What is your department's official stance on workplace culture?
There is a move away from ‘zero-tolerance’ policies and towards creating cultures of civility, respect and kindness.1 Misunderstandings will occur, but in the right environment these misunderstandings are addressed early, are less likely to escalate or to spread.
Make the department's stance visible
Make sure everyone who works in your department is aware of the departments stance on workplace culture. Some examples of how you might do this include through departmental activities, induction for those new to the department and posters (RCOG posters below, CSL infographics, gathering of kindness posters)
Lead from the front
Show that you believe in civility, respect and kindness. This can be easier said than done and takes courage.
- Show that it is ok to speak up by letting your colleagues know if you witness incivility or poor workplace behaviour. Train in 'calling it out'.
- Show that everyone can be inadvertently rude or misunderstood by thanking those who spot your own inadvertent uncivil behaviours.
- Show that it is ok to say ‘sorry’ when it happens.
- The King’s Fund have worked well with NHS Improvement to develop compassionate leadership resources. They describe 4 key behaviours: attending, understanding, empathising and helping.

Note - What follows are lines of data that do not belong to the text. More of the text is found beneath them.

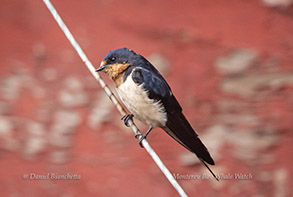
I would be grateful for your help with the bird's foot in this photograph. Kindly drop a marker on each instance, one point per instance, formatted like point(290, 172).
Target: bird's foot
point(127, 117)
point(142, 136)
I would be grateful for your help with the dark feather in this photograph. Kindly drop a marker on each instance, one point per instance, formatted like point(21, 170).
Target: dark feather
point(157, 88)
point(178, 126)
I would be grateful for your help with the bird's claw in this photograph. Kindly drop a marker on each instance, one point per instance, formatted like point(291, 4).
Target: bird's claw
point(127, 117)
point(140, 137)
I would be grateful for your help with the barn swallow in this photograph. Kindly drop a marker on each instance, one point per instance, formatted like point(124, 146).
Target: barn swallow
point(149, 98)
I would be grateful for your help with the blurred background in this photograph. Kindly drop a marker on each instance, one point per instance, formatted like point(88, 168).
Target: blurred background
point(229, 63)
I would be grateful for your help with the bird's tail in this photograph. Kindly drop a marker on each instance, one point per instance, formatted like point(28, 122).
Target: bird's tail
point(179, 128)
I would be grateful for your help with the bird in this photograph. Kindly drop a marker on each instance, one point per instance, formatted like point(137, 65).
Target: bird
point(149, 98)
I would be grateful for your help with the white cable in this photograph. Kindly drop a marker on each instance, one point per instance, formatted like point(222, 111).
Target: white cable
point(113, 97)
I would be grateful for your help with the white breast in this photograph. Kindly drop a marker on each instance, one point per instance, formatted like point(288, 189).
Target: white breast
point(140, 105)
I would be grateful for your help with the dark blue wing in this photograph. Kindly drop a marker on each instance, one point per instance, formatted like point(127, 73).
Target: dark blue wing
point(157, 88)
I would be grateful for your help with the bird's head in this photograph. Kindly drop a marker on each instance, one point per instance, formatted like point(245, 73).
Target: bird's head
point(116, 62)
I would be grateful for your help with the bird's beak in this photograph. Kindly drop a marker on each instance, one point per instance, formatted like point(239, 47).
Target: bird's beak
point(102, 66)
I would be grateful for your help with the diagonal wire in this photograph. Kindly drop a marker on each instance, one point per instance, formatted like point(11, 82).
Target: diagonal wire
point(113, 98)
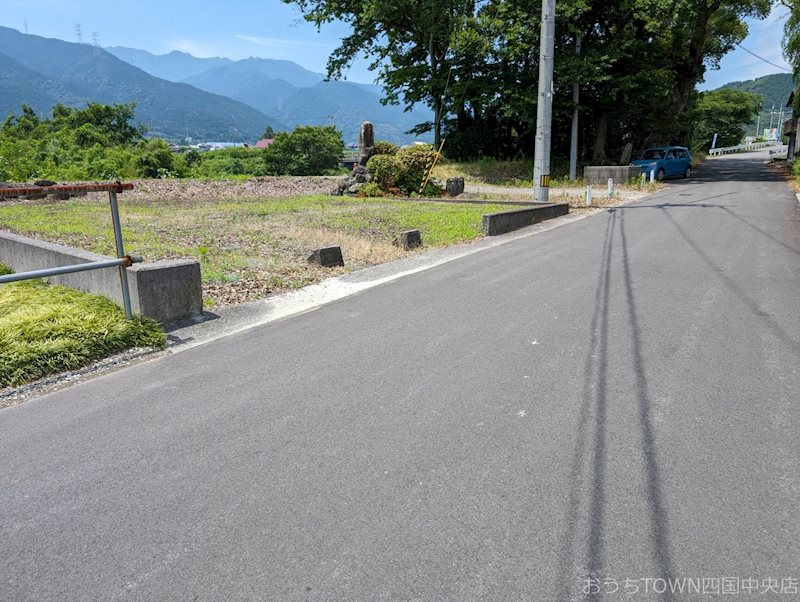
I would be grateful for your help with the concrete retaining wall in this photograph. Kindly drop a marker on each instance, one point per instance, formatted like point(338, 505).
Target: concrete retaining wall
point(599, 174)
point(507, 221)
point(166, 291)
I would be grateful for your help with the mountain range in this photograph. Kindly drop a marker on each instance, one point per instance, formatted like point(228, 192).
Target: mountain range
point(41, 71)
point(178, 95)
point(284, 90)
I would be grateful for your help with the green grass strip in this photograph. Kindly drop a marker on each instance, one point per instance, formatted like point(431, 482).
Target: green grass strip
point(48, 329)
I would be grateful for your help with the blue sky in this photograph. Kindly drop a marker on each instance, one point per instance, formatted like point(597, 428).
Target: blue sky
point(271, 29)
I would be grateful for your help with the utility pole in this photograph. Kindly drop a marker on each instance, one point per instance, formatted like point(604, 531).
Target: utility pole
point(544, 109)
point(573, 143)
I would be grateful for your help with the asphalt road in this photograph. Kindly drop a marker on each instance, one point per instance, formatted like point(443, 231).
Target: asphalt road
point(617, 398)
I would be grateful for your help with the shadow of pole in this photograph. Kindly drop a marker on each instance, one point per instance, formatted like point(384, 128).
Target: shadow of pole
point(662, 557)
point(595, 362)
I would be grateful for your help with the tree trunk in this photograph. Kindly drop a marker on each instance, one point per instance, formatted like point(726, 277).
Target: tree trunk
point(599, 153)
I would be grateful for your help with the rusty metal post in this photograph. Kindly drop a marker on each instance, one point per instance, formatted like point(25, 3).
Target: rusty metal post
point(123, 271)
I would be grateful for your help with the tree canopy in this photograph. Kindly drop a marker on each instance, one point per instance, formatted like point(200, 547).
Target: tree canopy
point(475, 64)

- Practical advice for embedding compassionate leadership can be found in Vogus and McCeleenad’s “Actions, style and practices: how leaders ensure compassionate care delivery” BMJ Leader June 2020
- There is increasing evidence that those working in care- giving organisations which are compassionate are more likely to have the emotional resource needed for caring and are less likely to experience burnout. (Figley 1995, Lilius et al 2011)
- Optimism, cohesiveness, humour, support and a sense of efficacy in work contribute to improved patient care (West 2013). There is an unassailable link between patients who are treated with compassion and employees who are treated with compassion.